In spite of eerie circumstances, the show sounded great and the band was on fire — loud, spontaneous, dynamic, trying to make some live magic that could reach into somebody’s isolation on the other side of the screen.
Though Fullbright admits he’s avoided using online tools and new models for reaching fans in the past, he’s now considering it an artistic challenge. “All this is forcing us to get more comfortable with uncomfortable things, which is always good,” he says.
Working through that unprecedented discomfort too is the Mercury Lounge, which includes not only the business and the room, but the staff, patrons, and musicians who have felt welcome there.
“We put up a sign out front that says ‘No Racists, No Homophobes, No Assholes,’” Orcutt says. “And some folks will say, ‘Well, I guess I can’t come in then.’ The joke is, if you’re self-aware enough to know you’re an asshole, then you’re probably not the kind of asshole we’re talking about.”

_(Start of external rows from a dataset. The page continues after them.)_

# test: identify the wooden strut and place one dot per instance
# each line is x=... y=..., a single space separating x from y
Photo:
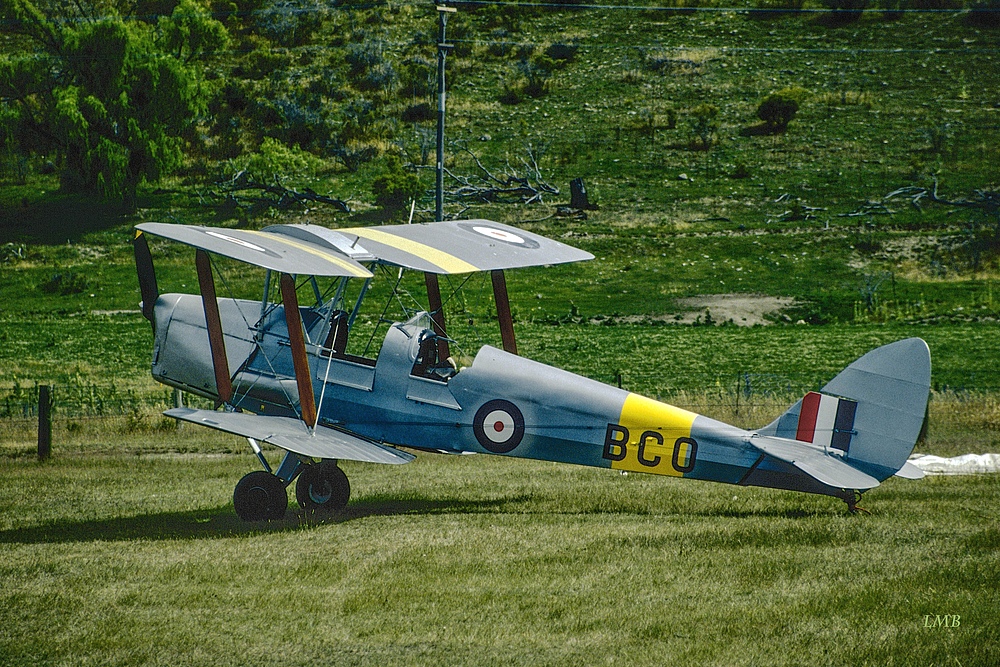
x=297 y=340
x=216 y=341
x=437 y=313
x=503 y=311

Orcutt knows the venue will continue to receive criticism, but he sounds confident that the people on the side of something bigger than themselves will always find their way back there. If not for its public health or civil rights stands, then for the music.
“You can think and say whatever you want,” Orcutt says. “But as soon as I book your favorite Red Dirt band, well hey, I’ll see you here for the show.”